Q1:

Which term of the AP : 121, 117, 113, . . ., is its first negative term? [Hint : Find $n$ for $a_n < 0$]

Given: An Arithmetic Progression (AP) with terms $121, 117, 113, \dots$

To Find: The value of $n$ such that the $n^{th}$ term ($a_n$) is the first negative term of the sequence.

Step 1: Identify the parameters of the Arithmetic Progression.

The general form of an AP is $a, a+d, a+2d, \dots$ where $a$ is the first term and $d$ is the common difference.

From the given sequence:

First term ($a$) = $121$

Common difference ($d$) = $a_2 - a_1 = 117 - 121 = -4$

Step 2: State the formula for the $n^{th}$ term of an AP.

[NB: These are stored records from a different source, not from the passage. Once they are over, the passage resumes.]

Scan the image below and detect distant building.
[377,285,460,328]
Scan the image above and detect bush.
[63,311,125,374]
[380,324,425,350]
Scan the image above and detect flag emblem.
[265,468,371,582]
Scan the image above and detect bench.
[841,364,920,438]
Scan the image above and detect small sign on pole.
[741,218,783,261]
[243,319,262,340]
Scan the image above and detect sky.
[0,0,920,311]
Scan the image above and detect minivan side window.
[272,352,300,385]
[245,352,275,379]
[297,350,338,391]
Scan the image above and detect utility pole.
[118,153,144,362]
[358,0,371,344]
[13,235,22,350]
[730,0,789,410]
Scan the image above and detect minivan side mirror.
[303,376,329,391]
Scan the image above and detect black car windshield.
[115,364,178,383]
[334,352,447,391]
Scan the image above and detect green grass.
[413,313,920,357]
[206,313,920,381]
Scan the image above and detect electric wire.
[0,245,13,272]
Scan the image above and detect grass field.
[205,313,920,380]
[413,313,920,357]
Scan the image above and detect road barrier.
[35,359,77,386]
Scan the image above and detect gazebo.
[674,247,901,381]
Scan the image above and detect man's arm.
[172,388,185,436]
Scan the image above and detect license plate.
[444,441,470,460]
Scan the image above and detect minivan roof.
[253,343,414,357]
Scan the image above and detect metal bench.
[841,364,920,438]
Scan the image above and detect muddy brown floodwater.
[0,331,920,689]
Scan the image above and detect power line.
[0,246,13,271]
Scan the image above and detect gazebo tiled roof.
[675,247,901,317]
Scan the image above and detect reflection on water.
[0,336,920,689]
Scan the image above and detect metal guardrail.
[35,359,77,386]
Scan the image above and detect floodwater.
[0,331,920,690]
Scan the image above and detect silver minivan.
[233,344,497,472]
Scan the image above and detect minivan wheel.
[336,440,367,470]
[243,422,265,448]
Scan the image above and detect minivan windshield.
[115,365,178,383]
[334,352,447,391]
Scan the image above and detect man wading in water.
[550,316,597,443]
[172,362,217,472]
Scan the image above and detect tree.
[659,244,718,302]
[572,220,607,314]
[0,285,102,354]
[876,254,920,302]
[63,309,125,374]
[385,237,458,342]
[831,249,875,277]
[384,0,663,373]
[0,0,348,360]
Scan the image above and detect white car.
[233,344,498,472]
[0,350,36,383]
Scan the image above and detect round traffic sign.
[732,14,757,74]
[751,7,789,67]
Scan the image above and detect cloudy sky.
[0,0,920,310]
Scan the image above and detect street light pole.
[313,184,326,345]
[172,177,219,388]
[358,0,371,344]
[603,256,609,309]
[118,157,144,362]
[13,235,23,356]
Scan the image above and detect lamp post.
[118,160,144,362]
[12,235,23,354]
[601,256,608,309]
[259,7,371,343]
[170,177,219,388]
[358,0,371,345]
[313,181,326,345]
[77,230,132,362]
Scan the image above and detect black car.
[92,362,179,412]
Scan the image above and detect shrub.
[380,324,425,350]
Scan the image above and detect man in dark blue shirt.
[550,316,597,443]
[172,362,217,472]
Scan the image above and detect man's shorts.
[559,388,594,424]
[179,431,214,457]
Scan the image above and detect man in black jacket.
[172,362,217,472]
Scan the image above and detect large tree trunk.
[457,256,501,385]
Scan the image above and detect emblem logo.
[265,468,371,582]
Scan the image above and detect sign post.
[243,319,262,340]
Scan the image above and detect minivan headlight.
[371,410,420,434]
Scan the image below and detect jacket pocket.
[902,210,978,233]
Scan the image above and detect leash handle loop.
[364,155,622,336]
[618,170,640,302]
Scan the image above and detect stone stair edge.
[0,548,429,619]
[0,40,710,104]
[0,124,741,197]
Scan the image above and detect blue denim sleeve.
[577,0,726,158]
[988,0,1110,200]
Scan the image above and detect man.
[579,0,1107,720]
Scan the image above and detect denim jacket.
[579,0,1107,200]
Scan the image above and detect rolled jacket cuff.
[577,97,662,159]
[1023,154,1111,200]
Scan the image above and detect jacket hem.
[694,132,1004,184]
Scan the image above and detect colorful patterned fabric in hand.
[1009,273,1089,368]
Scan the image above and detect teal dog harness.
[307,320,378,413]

The formula for the $n^{th}$ term of an AP is given by:

$a_n = a + (n - 1)d$

[Where $a_n$ is the $n^{th}$ term, $a$ is the first term, $n$ is the position of the term, and $d$ is the common difference.]

Step 3: Set up the inequality to find the first negative term.

We are looking for the first term that is less than zero. Therefore, we set $a_n < 0$:

$a + (n - 1)d < 0$

Substitute the known values $a = 121$ and $d = -4$ into the inequality:

$121 + (n - 1)(-4) < 0$

Step 4: Solve the inequality for $n$.

$121 - 4n + 4 < 0$ [Distributing $-4$ into the parentheses]

$125 - 4n < 0$ [Combining like terms $121 + 4 = 125$]

$-4n < -125$ [Subtracting $125$ from both sides]

$4n > 125$ [Multiplying by $-1$ reverses the inequality sign]

$n > \frac{125}{4}$ [Dividing both sides by $4$]

$n > 31.25$

Step 5: Determine the integer value for $n$.

Since $n$ must be a positive integer representing the position of a term in the sequence, and we require the smallest integer $n$ such that $n > 31.25$, we conclude that $n = 32$.

Step 6: Verification (Optional but recommended).

Calculate the $31^{st}$ term: $a_{31} = 121 + (31 - 1)(-4) = 121 + 30(-4) = 121 - 120 = 1$. (This is positive)

Calculate the $32^{nd}$ term: $a_{32} = 121 + (32 - 1)(-4) = 121 + 31(-4) = 121 - 124 = -3$. (This is the first negative term)

Final Answer: The $32^{nd}$ term of the AP is its first negative term.